Featured image: NASA’s Artemis II SLS rocket at Launch Complex 39B, Kennedy Space Center, Florida. Credit: NASA/Ben Smegelsky.
Janicki supplied tooling and parts in support of NASA’s Artemis program, contributing to the manufacturing infrastructure behind the SLS rocket and Orion spacecraft.

The SLS (Space Launch System) launches with the Artemis II crew aboard the Orion spacecraft on April 1, 2026, at NASA’s Kennedy Space Center in Florida.
Credit: NASA/Bill Ingalls
On April 1, 2026, NASA’s Artemis II mission launched from Kennedy Space Center at 6:35 PM EDT. Ten days later, on April 10 at 5:07 PM PDT, the crew splashed down safely in the Pacific Ocean off the coast of San Diego, completing one of the most historic missions in the history of human spaceflight.
The four-person crew traveled a total of 695,081 miles from launch to splashdown. On April 6, they broke the Apollo 13 record set in 1970, reaching a maximum distance of 252,757 miles from Earth, farther than any humans have ever traveled. They became the first people since 1972 to see the far side of the Moon with their own eyes, photographing 30 lunar surface targets to support future mission planning. The crew also witnessed a total solar eclipse from behind the Moon, a view no human had ever seen before.
Artemis II was the first crewed flight of NASA’s Space Launch System (SLS) rocket and Orion spacecraft, validating the systems and hardware needed for future lunar surface missions. The next mission, Artemis III, will conduct further technology demonstrations in Earth orbit. Artemis IV, planned for 2028, will land two astronauts near the Moon’s south pole.

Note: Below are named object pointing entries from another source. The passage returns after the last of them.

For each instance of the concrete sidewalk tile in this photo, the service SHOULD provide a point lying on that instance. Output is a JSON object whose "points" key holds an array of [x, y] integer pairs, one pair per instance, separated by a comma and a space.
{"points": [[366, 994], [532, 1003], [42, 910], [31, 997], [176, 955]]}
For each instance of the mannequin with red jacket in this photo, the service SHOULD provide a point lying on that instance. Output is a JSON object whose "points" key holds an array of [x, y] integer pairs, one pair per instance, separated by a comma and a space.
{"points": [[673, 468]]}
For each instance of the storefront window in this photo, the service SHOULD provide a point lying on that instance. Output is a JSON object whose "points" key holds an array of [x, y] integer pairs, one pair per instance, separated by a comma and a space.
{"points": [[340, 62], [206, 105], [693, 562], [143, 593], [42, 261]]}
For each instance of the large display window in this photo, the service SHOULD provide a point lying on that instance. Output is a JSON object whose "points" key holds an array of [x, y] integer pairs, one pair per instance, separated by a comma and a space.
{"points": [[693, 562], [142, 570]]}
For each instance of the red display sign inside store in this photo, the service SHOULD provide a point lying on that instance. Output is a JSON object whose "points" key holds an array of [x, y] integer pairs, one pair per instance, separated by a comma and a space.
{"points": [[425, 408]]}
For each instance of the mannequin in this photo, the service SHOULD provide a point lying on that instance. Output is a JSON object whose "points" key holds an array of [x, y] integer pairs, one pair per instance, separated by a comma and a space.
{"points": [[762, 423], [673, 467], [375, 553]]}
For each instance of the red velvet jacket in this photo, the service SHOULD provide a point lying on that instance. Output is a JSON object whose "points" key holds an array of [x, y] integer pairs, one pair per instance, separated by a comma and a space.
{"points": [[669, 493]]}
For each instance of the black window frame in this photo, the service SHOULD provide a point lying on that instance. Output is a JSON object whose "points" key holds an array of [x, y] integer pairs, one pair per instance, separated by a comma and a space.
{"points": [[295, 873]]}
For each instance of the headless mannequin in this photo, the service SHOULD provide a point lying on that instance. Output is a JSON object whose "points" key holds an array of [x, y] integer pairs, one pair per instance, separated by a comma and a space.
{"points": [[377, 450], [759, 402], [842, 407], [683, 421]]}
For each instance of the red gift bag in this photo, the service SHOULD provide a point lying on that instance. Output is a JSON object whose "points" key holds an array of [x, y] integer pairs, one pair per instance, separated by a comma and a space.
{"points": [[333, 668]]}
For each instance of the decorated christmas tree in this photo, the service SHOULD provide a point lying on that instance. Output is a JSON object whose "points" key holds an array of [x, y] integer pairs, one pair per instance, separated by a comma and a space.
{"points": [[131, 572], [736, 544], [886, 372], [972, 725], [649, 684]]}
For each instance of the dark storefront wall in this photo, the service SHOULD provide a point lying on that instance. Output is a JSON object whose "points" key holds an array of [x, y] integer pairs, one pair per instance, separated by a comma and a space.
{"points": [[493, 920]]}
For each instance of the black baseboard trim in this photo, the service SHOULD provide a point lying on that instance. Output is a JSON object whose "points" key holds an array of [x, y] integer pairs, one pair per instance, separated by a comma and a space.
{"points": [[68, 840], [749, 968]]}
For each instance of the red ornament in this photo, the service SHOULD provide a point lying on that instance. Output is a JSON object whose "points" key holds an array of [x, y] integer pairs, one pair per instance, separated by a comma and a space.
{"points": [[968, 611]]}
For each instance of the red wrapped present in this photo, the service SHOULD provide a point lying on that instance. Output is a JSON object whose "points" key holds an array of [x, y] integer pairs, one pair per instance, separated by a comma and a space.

In this fully illuminated view of the Moon, the near side (the hemisphere we see from Earth), is visible on the right. It is identifiable by the dark splotches that cover its surface. These are ancient lava flows from a time early in the Moon’s history when it was volcanically active. The large crater west of the lava flows is Orientale basin, a nearly 600-mile-wide crater that straddles the Moon’s near and far sides. Orientale’s left half is not visible from Earth, but in this image we have a full view of the crater. Everything to the left of the crater is the far side, the hemisphere we don’t get to see from Earth because the Moon rotates on its axis at the same rate that it orbits round us.
Image Credit: NASA
The Mission
NASA‘s Artemis II mission is the first crewed mission to the Moon in more than 50 years. Artemis II builds on the uncrewed Artemis I test flight in 2022 and was the first time humans have flown aboard NASA’s Space Launch System (SLS) rocket and Orion spacecraft.
Commander Reid Wiseman, Pilot Victor Glover, and Mission Specialists Christina Koch and Jeremy Hansen of the Canadian Space Agency made up the four-person crew. After liftoff, the crew spent the first day in Earth orbit testing Orion’s life support systems before a translunar injection burn on April 2 set them on course for the Moon. On April 6, they conducted a seven-hour lunar flyby, passing as close as 4,067 miles from the lunar surface before using the Moon’s gravity to slingshot back toward Earth. After nine days in space, the crew re-entered Earth’s atmosphere at approximately 25,000 mph before a series of parachutes slowed Orion to a safe splashdown.
Recovery crews aboard the USS John P. Murtha retrieved the crew from the Pacific Ocean.

Janicki technicians position the layers of the diaphragm for the Orion stage adapter.
Janicki’s Role
Janicki has supplied tooling and parts in support of the Artemis program and its predecessor missions. Our work with NASA goes back several years, including manufacturing the composite diaphragm for the Orion stage adapter, which serves as a critical barrier between propellant gases and the crew compartment during launch. That work is covered in detail by Aerospace America and documented by NASA. Janicki also developed composite tooling for the SLS payload fairing, as covered by CompositesWorld. As one of more than 3,800 suppliers across the country who contributed to the manufacturing infrastructure behind this program, we are proud to have played a part in this mission.